Chart of the Week: Advisors Prefer a Mix of Active and Passive Fixed Income

While ETFs tend to be thought of as passively tracking indexes, the majority of advisors prefer a combination of active and passive management strategies to gain fixed income exposure. During a Goldman Sachs webcast last week, VettaFi surveyed advisors and asked, “When it comes to fixed income investing, do you believe in active management, passive management, or a mix?” While 36% were firmly in the passive camp and 9% were in the active one, 55% believed in a mix of active and passive. This exclusive VettaFi data is encouraging, as the array of actively managed fixed income ETFs has grown in recent years with even more products on the way. 

The first fixed income ETFs launched 20 years ago in July, and for years the only products that were available from firms like BlackRock and Vanguard, such as the iShares iBoxx $ Investment Grade Corporate Bond ETF (LQD), the iShares National Muni Bond ETF (MUB), and the Vanguard Total Bond Market ETF (BND), passively tracked an index rather than trying to outperform it.

However, asset managers have also launched actively managed fixed income ETFs, either tapping into their own in-house expertise or finding a sub-advisor to provide the security selection expertise. Such products have offered advisors a complement to index-based ETFs but also an alternative to actively managed mutual funds to meet end client demand for portfolios using only ETFs.  

There are a number of actively managed core bond ETFs available, including the SPDR DoubleLine Total Return Tactical ETF (TOTL), which launched in 2015. The $2.3 billion ETF was down just 8.9% year-to-date through August 29, outperforming BND by approximately 160 basis points despite charging an expense ratio over 50 basis points more.

For tax-conscious ETF investors seeking a product that is selective about what municipalities it invests in, the PIMCO Intermediate Municipal Bond Active ETF (MUNI) is one worthy of attention.
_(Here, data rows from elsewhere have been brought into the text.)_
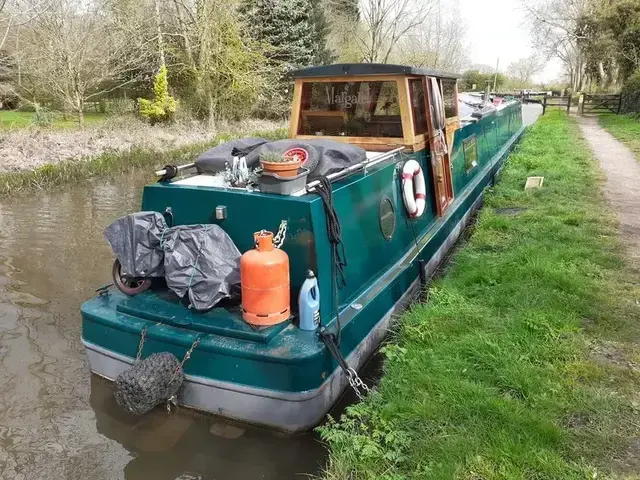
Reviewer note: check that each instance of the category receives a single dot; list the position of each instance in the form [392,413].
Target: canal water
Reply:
[59,422]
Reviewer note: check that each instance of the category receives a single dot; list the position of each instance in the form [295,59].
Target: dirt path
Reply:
[622,187]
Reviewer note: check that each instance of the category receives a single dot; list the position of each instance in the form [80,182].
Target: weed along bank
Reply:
[256,281]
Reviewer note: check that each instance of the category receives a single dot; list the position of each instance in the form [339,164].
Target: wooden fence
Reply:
[600,103]
[556,102]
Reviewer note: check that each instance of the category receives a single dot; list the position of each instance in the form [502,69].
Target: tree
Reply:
[163,105]
[474,77]
[438,42]
[75,51]
[386,22]
[344,26]
[522,71]
[219,69]
[294,31]
[610,41]
[555,28]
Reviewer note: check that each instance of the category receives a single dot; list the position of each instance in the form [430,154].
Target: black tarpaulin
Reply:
[136,241]
[201,261]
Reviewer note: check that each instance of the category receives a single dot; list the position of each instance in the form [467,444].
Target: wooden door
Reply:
[440,162]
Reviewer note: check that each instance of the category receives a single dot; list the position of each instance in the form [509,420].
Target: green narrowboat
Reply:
[430,154]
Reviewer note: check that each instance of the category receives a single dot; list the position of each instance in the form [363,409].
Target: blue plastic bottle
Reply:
[309,303]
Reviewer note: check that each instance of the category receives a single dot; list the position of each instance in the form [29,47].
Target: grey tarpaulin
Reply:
[136,241]
[215,159]
[201,261]
[325,156]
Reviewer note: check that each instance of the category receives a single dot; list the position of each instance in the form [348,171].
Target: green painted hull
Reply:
[283,363]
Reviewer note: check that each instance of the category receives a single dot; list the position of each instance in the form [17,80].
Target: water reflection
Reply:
[59,422]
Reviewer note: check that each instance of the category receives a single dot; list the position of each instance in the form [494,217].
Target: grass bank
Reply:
[625,128]
[13,119]
[517,366]
[70,171]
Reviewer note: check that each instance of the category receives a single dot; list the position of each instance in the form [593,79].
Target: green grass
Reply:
[494,376]
[11,119]
[625,128]
[70,171]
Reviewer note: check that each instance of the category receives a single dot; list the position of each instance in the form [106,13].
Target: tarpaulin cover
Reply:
[325,156]
[214,159]
[136,241]
[201,261]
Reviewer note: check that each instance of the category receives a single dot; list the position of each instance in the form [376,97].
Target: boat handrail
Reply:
[355,167]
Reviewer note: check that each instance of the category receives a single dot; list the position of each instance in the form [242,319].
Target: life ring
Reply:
[414,191]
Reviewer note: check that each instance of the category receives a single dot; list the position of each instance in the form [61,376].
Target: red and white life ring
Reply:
[414,191]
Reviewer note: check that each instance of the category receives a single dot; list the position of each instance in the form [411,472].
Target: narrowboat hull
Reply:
[282,377]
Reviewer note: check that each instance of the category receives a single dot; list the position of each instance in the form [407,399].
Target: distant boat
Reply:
[408,168]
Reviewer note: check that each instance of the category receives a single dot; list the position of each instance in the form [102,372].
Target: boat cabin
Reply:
[376,106]
[380,107]
[385,164]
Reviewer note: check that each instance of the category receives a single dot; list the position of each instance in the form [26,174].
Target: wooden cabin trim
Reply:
[294,123]
[349,78]
[443,184]
[408,140]
[374,144]
[406,114]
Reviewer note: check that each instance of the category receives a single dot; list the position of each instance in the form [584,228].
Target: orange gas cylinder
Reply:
[264,277]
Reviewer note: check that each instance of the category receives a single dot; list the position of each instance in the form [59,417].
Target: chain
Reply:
[173,400]
[359,387]
[143,336]
[278,240]
[187,355]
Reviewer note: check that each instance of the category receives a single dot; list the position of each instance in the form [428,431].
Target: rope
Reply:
[334,230]
[170,172]
[338,257]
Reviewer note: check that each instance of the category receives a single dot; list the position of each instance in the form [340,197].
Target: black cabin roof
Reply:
[340,69]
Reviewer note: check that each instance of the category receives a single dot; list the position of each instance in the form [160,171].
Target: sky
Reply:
[497,29]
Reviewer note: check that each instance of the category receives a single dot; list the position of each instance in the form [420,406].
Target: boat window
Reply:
[449,96]
[352,109]
[470,153]
[416,90]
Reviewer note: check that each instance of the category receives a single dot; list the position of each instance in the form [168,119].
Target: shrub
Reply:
[163,106]
[631,94]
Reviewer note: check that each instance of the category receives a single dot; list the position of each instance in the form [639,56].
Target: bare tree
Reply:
[438,42]
[228,68]
[385,22]
[555,30]
[75,52]
[523,70]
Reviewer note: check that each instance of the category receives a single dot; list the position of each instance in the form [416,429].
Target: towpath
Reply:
[622,186]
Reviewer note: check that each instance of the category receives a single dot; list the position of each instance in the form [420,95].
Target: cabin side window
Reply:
[418,111]
[352,109]
[470,153]
[449,97]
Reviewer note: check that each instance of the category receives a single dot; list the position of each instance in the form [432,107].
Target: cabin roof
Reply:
[344,69]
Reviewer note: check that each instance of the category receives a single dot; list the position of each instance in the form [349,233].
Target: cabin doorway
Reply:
[440,142]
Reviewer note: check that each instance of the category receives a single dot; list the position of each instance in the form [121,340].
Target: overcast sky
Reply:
[497,28]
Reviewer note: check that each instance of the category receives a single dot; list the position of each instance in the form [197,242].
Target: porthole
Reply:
[387,216]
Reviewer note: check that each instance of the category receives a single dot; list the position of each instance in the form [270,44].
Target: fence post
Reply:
[619,104]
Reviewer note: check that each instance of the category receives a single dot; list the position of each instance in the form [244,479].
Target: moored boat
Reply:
[391,170]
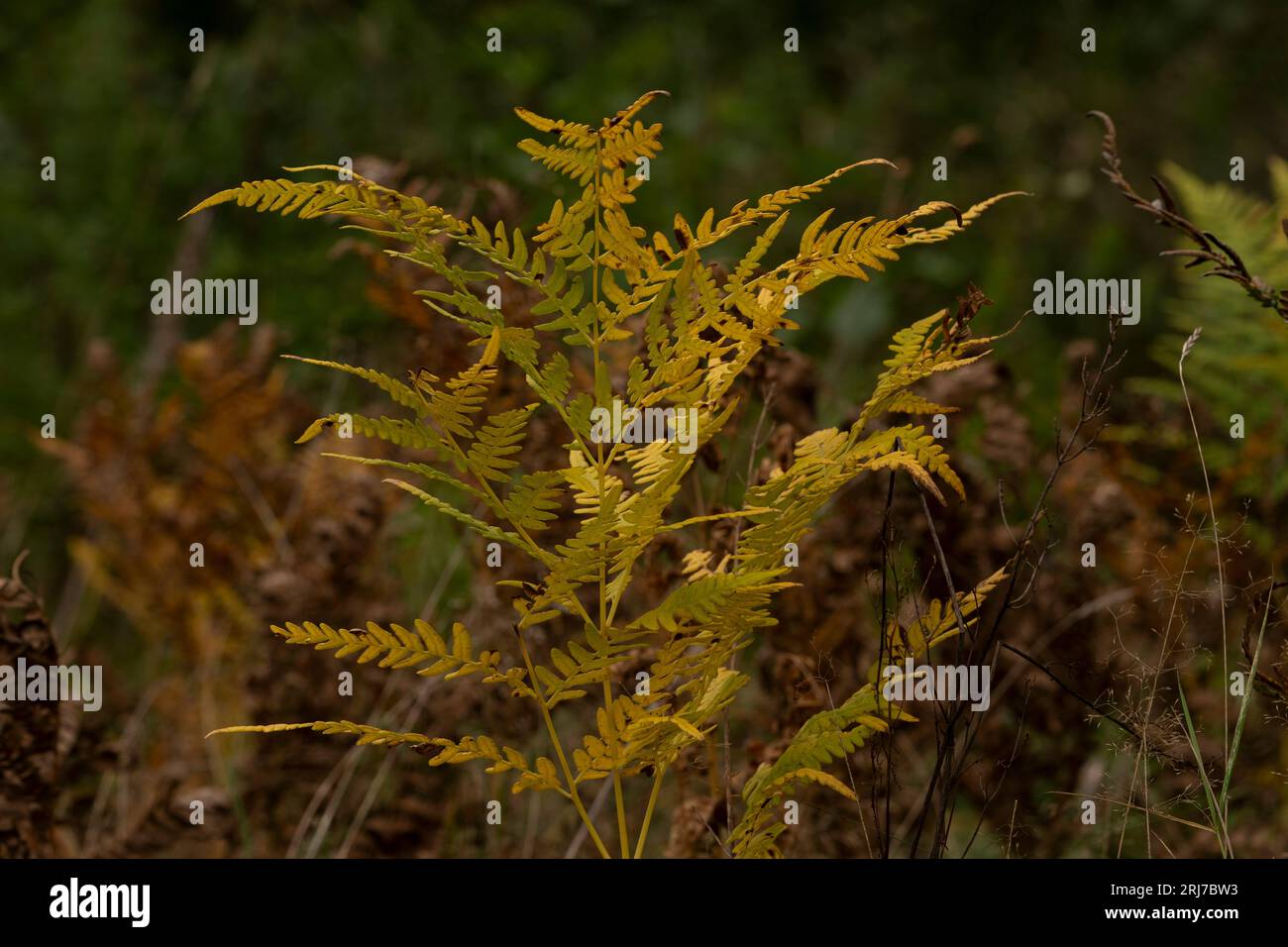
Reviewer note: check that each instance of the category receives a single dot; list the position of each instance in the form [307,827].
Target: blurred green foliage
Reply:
[142,128]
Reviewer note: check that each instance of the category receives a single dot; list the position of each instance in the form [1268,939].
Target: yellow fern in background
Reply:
[601,282]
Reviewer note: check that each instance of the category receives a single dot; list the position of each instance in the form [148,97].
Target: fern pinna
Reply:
[600,282]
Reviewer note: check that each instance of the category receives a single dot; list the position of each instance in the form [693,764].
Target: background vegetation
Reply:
[183,428]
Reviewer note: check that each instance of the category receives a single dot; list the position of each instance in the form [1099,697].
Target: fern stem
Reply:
[600,472]
[558,745]
[648,813]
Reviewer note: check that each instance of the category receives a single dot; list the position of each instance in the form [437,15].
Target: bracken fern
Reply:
[688,335]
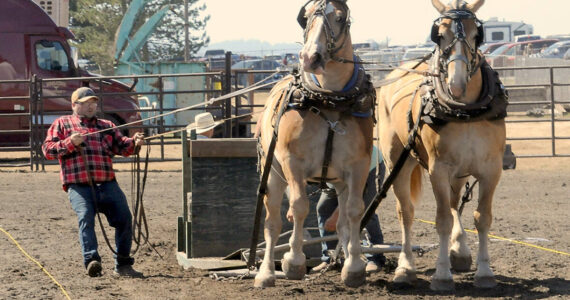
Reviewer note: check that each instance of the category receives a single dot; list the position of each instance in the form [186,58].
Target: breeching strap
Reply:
[381,193]
[262,190]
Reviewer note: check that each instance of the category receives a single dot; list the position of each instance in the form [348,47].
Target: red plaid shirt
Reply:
[98,148]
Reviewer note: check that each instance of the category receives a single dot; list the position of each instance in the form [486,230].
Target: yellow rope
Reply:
[509,240]
[37,263]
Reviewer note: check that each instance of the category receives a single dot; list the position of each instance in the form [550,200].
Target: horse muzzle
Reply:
[315,63]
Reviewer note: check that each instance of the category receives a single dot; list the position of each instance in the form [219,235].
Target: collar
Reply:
[350,84]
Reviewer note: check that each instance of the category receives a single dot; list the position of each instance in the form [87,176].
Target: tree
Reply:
[167,42]
[95,24]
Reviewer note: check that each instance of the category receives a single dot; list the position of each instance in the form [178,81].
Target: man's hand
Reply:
[138,138]
[77,138]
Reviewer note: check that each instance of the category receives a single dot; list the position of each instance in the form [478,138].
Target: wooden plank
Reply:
[224,148]
[208,263]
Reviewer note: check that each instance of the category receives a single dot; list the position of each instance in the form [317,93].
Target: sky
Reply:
[404,22]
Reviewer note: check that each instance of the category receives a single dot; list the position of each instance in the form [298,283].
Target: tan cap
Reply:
[83,94]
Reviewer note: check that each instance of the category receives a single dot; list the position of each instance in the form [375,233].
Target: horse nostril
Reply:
[316,60]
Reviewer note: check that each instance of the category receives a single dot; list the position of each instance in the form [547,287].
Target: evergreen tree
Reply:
[95,24]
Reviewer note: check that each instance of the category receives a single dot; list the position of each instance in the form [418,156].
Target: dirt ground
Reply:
[531,209]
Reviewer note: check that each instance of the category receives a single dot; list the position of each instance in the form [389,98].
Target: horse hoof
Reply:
[460,264]
[404,276]
[353,279]
[293,272]
[264,281]
[486,282]
[442,285]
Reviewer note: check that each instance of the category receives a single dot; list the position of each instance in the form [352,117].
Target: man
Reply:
[76,141]
[327,216]
[204,125]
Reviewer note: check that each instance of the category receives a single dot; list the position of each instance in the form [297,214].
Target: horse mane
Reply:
[457,4]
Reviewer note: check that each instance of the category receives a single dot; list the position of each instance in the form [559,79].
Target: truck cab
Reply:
[32,44]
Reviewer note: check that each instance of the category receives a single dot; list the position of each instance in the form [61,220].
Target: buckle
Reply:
[336,128]
[315,110]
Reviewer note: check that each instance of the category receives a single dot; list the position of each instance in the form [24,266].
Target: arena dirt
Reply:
[531,205]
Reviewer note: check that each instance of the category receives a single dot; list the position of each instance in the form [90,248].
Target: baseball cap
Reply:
[83,94]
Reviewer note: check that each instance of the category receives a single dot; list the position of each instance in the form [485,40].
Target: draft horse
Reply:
[452,118]
[322,122]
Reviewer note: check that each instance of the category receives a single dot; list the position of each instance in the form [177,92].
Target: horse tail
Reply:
[416,184]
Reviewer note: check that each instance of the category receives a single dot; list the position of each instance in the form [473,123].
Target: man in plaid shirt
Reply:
[66,137]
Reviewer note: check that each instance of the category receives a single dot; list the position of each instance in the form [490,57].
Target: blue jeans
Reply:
[329,202]
[111,202]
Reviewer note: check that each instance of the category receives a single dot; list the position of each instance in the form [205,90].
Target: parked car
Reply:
[556,50]
[32,44]
[527,37]
[256,64]
[504,56]
[490,47]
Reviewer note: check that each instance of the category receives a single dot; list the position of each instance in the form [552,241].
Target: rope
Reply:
[36,262]
[508,240]
[253,87]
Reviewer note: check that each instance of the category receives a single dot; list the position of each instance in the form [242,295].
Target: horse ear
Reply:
[473,7]
[438,6]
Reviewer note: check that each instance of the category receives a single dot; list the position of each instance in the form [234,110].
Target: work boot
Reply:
[319,268]
[372,267]
[127,271]
[94,268]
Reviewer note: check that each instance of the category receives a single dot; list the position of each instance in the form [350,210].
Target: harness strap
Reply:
[409,147]
[262,189]
[327,159]
[328,147]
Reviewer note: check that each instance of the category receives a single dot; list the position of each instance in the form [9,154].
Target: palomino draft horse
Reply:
[453,119]
[323,135]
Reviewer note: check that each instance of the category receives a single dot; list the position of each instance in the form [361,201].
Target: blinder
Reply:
[457,15]
[302,18]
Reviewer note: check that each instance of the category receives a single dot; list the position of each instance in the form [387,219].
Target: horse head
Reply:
[326,25]
[457,34]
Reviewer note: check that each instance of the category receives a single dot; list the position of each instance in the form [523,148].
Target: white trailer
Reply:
[502,31]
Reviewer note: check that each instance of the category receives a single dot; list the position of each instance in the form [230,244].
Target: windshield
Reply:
[551,49]
[416,54]
[500,50]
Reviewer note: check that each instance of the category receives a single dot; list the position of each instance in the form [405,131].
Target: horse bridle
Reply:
[445,58]
[330,35]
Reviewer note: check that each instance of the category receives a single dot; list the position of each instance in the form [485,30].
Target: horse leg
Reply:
[294,261]
[406,271]
[342,229]
[460,254]
[442,280]
[272,229]
[353,272]
[484,277]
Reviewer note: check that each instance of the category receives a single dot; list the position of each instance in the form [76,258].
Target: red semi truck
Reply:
[32,44]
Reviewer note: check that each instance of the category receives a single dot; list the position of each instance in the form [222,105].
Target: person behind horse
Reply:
[75,141]
[204,125]
[327,216]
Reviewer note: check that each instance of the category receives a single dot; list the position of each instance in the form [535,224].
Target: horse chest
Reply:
[463,146]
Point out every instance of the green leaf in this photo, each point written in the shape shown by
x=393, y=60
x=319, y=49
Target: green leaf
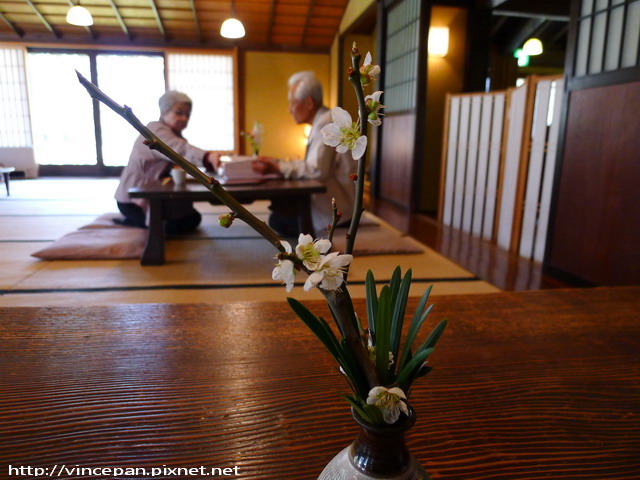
x=382, y=334
x=319, y=327
x=407, y=375
x=397, y=318
x=353, y=370
x=418, y=319
x=394, y=283
x=372, y=301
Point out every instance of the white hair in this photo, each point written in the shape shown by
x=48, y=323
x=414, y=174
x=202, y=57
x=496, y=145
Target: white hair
x=170, y=98
x=305, y=84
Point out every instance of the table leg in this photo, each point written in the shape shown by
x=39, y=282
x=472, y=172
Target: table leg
x=153, y=253
x=305, y=223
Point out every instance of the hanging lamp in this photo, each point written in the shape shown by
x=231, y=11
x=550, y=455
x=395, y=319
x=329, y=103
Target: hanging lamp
x=232, y=27
x=79, y=16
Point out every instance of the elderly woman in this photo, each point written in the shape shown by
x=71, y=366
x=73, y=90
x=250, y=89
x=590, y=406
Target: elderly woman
x=146, y=165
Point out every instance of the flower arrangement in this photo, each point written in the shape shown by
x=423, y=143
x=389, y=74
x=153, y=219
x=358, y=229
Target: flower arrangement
x=255, y=137
x=378, y=366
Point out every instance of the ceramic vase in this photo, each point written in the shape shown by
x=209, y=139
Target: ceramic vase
x=378, y=452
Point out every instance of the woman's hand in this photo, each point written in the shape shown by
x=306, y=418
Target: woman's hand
x=211, y=161
x=265, y=166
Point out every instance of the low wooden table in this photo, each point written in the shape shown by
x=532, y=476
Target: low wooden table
x=6, y=175
x=532, y=385
x=298, y=191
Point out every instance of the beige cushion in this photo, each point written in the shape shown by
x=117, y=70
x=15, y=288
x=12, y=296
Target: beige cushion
x=96, y=243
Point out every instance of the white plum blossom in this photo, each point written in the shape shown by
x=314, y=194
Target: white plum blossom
x=310, y=251
x=330, y=272
x=390, y=401
x=368, y=72
x=373, y=106
x=285, y=269
x=344, y=134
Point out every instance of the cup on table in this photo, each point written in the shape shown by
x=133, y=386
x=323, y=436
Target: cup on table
x=179, y=176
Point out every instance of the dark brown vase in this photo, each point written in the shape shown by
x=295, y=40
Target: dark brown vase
x=378, y=452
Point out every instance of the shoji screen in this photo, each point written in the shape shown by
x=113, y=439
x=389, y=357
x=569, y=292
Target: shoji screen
x=208, y=80
x=542, y=163
x=15, y=126
x=471, y=160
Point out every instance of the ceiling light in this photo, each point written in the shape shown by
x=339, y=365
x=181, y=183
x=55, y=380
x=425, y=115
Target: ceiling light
x=438, y=44
x=232, y=27
x=533, y=46
x=80, y=16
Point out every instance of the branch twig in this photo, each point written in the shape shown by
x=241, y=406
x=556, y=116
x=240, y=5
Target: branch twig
x=210, y=183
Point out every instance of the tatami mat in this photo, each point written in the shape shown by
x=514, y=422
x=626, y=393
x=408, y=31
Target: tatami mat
x=235, y=266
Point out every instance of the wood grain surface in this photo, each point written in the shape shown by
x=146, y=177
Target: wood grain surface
x=531, y=385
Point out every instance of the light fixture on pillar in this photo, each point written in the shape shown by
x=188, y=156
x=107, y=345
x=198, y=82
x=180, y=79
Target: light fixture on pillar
x=438, y=44
x=232, y=27
x=79, y=16
x=533, y=46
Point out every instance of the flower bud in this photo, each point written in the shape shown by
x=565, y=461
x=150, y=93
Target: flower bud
x=225, y=220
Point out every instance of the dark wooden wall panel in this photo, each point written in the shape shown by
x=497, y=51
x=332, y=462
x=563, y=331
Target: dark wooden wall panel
x=397, y=165
x=596, y=232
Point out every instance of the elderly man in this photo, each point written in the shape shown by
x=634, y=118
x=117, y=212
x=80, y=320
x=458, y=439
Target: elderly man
x=321, y=162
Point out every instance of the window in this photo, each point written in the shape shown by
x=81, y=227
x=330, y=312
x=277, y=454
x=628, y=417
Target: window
x=61, y=111
x=59, y=114
x=139, y=89
x=208, y=80
x=15, y=127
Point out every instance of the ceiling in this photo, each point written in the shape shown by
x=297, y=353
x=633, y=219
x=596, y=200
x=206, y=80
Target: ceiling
x=515, y=21
x=270, y=24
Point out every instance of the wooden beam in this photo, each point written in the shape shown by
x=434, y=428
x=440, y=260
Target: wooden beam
x=16, y=30
x=91, y=33
x=120, y=20
x=272, y=14
x=196, y=20
x=307, y=21
x=43, y=20
x=156, y=14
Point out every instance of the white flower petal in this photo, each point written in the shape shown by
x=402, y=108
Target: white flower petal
x=398, y=392
x=313, y=280
x=341, y=117
x=323, y=245
x=331, y=134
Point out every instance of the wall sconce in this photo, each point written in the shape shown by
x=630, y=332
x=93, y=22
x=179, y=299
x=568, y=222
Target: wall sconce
x=533, y=46
x=79, y=16
x=438, y=44
x=232, y=27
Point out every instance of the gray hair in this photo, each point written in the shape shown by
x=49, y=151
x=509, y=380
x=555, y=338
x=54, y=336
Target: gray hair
x=306, y=85
x=170, y=98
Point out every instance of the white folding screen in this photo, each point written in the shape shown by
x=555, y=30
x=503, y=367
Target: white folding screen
x=542, y=160
x=511, y=163
x=491, y=183
x=471, y=162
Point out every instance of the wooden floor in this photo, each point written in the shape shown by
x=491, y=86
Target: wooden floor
x=489, y=262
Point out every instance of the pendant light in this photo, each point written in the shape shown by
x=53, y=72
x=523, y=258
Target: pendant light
x=79, y=16
x=533, y=46
x=232, y=27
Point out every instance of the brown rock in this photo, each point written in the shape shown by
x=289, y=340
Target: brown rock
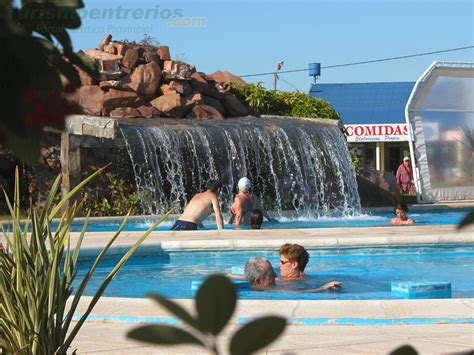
x=110, y=48
x=223, y=77
x=166, y=88
x=86, y=79
x=180, y=87
x=205, y=112
x=107, y=62
x=116, y=98
x=145, y=79
x=233, y=107
x=164, y=52
x=198, y=79
x=105, y=41
x=121, y=47
x=90, y=97
x=148, y=111
x=172, y=104
x=130, y=59
x=210, y=101
x=125, y=112
x=111, y=84
x=151, y=57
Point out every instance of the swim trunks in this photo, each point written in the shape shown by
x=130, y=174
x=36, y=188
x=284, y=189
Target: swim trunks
x=184, y=226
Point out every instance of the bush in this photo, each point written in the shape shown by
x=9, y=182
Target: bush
x=37, y=270
x=282, y=103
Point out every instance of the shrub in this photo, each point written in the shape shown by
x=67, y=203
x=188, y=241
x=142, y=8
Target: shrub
x=282, y=103
x=37, y=270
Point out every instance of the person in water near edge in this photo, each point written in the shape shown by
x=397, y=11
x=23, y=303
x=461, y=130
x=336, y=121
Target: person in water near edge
x=256, y=219
x=401, y=211
x=244, y=203
x=200, y=207
x=261, y=276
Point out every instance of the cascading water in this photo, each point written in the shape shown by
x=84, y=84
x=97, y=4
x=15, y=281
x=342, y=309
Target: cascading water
x=294, y=164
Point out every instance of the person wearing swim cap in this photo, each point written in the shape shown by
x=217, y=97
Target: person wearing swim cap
x=244, y=203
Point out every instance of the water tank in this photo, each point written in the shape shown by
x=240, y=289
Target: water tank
x=314, y=69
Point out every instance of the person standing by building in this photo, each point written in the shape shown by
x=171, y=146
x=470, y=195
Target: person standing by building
x=405, y=177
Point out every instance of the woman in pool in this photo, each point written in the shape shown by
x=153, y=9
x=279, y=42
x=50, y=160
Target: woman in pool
x=401, y=211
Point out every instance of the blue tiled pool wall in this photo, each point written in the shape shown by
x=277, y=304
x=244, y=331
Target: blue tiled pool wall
x=366, y=273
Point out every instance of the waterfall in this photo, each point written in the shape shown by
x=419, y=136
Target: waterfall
x=294, y=164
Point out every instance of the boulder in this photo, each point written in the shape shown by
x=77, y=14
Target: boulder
x=180, y=87
x=116, y=98
x=107, y=62
x=105, y=41
x=164, y=52
x=205, y=112
x=148, y=111
x=210, y=101
x=172, y=104
x=377, y=188
x=86, y=79
x=145, y=79
x=150, y=56
x=125, y=112
x=89, y=99
x=233, y=107
x=224, y=77
x=112, y=84
x=110, y=48
x=130, y=59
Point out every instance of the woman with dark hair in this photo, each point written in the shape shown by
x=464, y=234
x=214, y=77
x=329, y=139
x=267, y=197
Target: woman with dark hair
x=401, y=211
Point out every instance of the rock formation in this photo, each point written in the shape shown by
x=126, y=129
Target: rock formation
x=143, y=81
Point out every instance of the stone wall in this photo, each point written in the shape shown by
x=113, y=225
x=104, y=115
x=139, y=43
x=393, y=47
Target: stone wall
x=143, y=81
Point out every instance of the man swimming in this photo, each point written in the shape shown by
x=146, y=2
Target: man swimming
x=261, y=276
x=401, y=211
x=200, y=207
x=244, y=203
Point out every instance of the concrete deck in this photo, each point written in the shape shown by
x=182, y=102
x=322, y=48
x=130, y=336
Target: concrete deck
x=274, y=238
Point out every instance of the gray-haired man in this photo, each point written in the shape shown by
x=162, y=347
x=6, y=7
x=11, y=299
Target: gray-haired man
x=259, y=272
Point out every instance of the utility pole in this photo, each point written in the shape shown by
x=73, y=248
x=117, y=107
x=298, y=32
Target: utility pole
x=275, y=79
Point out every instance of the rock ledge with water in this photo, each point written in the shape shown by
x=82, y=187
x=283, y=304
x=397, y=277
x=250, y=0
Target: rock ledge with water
x=143, y=81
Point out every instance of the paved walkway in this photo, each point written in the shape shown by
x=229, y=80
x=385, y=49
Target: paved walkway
x=110, y=338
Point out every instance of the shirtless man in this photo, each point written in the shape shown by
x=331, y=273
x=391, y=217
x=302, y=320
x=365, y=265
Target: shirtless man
x=244, y=203
x=200, y=207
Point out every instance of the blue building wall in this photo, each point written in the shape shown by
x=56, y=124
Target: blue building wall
x=366, y=103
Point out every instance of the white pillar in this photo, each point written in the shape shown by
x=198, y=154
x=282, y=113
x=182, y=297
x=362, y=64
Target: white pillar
x=380, y=156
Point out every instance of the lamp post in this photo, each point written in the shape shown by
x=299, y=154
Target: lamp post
x=279, y=65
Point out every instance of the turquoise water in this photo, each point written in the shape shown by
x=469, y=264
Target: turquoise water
x=366, y=273
x=427, y=217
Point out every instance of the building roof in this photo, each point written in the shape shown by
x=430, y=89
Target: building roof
x=366, y=103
Thus far in 2022, MUNI is down just 7.2%, outperforming MUB by 80 basis points, despite an expense ratio that was 28 basis points higher.

In 2021, John Hancock Corporate Bond ETF (JHCB) launched, providing an active approach to investment-grade corporate bond style. While the ETF is quite small, with just $20 million in assets, advisors should know more about it. JHCB’s 14.1% year-to-date loss was 135 basis points narrower than that of industry heavyweight LQD, despite a higher expense ratio.

These examples show that value can be provided to end clients by advisors that incorporate active fixed income ETFs as part of the mix. However, each of these ETFs have active ETF peers that are underperforming the more well-known index alternative in 2022.

In 2022, asset managers such as AllianceBernstein, Capital Group, DoubleLine, and Touchstone have either launched active fixed income ETFs or are doing so in the coming weeks. These include the Capital Group Core Plus Income ETF (CGCP), the DoubleLine Opportunistic Bond ETF (DBND) (not a clone of TOTL), and the Touchstone Ultra Short Income ETF (TUSI). TUSI joins a particularly crowded field of active ETFs generating income despite extremely limited interest rate sensitivity. The JPMorgan Ultra-Short Income ETF (JPST), which has $21 billion in assets, is the largest of these funds, but BlackRock, Goldman Sachs, Invesco, Janus Henderson, PIMCO, and Vanguard are among the many other firms with one or more ultra-short products.

 According to VettaFi data, demand remains high for active strategies, but advisors need to be made aware of them and their relative merits.